Utenti di GitHub, la più grande
piattaforma di software libero del mondo, hanno pubblicato una lista incompleta di 60 programmi informatici, siti e servizi
inaccessibili per Cuba a causa dell’assurdità del blocco statunitense*, che
secondo il senatore Marco Rubio non esiste. E tra
queste troviamo, dalla piattaforma di videoconferenza più popolare di questi
tempi di pandemia, Zoom, la maggior parte delle applicazioni di Google, come
Code, Cloud, Maps e Play Publics.
La lista è parziale perché non sono
citati i servizi bloccati poche settimane fa, come Wetransfer, che permette a chiunque,
che non viva a Cuba, di trasferire allegati informatici via Internet e che noi
giornalisti cubani usavamo per inviare foto, audio o video alle nostre
redazioni. Wetransfer è un’azienda con sede ad Amsterdam, che
improvvisamente ha deciso di sottostare alle leggi degli Stati Uniti e negare
l’accesso ai cubani.
Il paradosso è che ciò avviene proprio
quando la Casa Bianca, sempre così piena di buone intenzioni verso i popoli del
sud, decide di convergere su due fulcri di un stesso discorso interventista:
dialogare con i cubani (da intendersi quelli di Miami) per decidere quali
sanzioni affibbiare all’isola, e dotare Cuba di una “nuova infrastruttura
Internet gratuita” affinché possiamo essere felici.

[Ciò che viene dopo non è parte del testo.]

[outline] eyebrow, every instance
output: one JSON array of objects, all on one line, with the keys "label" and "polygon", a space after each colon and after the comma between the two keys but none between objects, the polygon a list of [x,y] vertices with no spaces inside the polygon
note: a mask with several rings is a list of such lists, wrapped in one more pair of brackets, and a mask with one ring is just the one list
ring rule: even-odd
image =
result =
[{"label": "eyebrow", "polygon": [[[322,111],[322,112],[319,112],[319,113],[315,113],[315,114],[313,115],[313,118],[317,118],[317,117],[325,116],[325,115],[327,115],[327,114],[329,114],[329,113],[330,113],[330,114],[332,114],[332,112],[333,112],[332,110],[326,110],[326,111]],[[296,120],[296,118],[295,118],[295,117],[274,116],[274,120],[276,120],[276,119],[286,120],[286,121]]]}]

Il dialogo con i cubani (di Miami), che
non vogliono parlare con Biden, per il quale non hanno votato e ancora credono
che che abbia rubato le elezioni contro Donald Trump, è visto come una
stravaganza della politica estera statunitense. David Brooks, corrispondente
negli USA del giornale La Jornada, ha
riferito qualche giorno fa dell’incontro di Biden con un gruppetto di
cubani-statunitensi alla Casa Bianca per ascoltare le loro opinioni su ciò che
succede nell’isola, anche se la maggior parte dei presenti non mette piede nel
nostro arcipelago da molto tempo. Il senatore Robert Menéndez, ad esempio, ha visto una palma cubana soltanto in fotografia,
mentre l’imprenditore Emilio Estefan sono 58 anni che non sa più come brilla il
faro del Morro di Santiago de Cuba, terra che lo ha visto nascere.
Tuttavia, come afferma Brooks, esperti
di politica estera e relazioni bilaterali “confermano che quello di Cuba è
l’unico caso in cui Washington, sotto governi di entrambi i partiti, consulta
la diaspora di un paese all'interno degli USA per elaborare una politica verso
questa nazione”.
Il caso di Internet è ancora più strano.
Washington accusa il governo cubano di essere nemico di Internet, ma blocca
applicazioni che sono di uso comune in qualsiasi altra parte del mondo.
Promette una nuova infrastruttura con palloni aerostatici e altre proposte
surreali, però in questi giorni ha sottoposto Cuba a tutta una serie di
attacchi informatici in rete e alla cyberguerra diretta.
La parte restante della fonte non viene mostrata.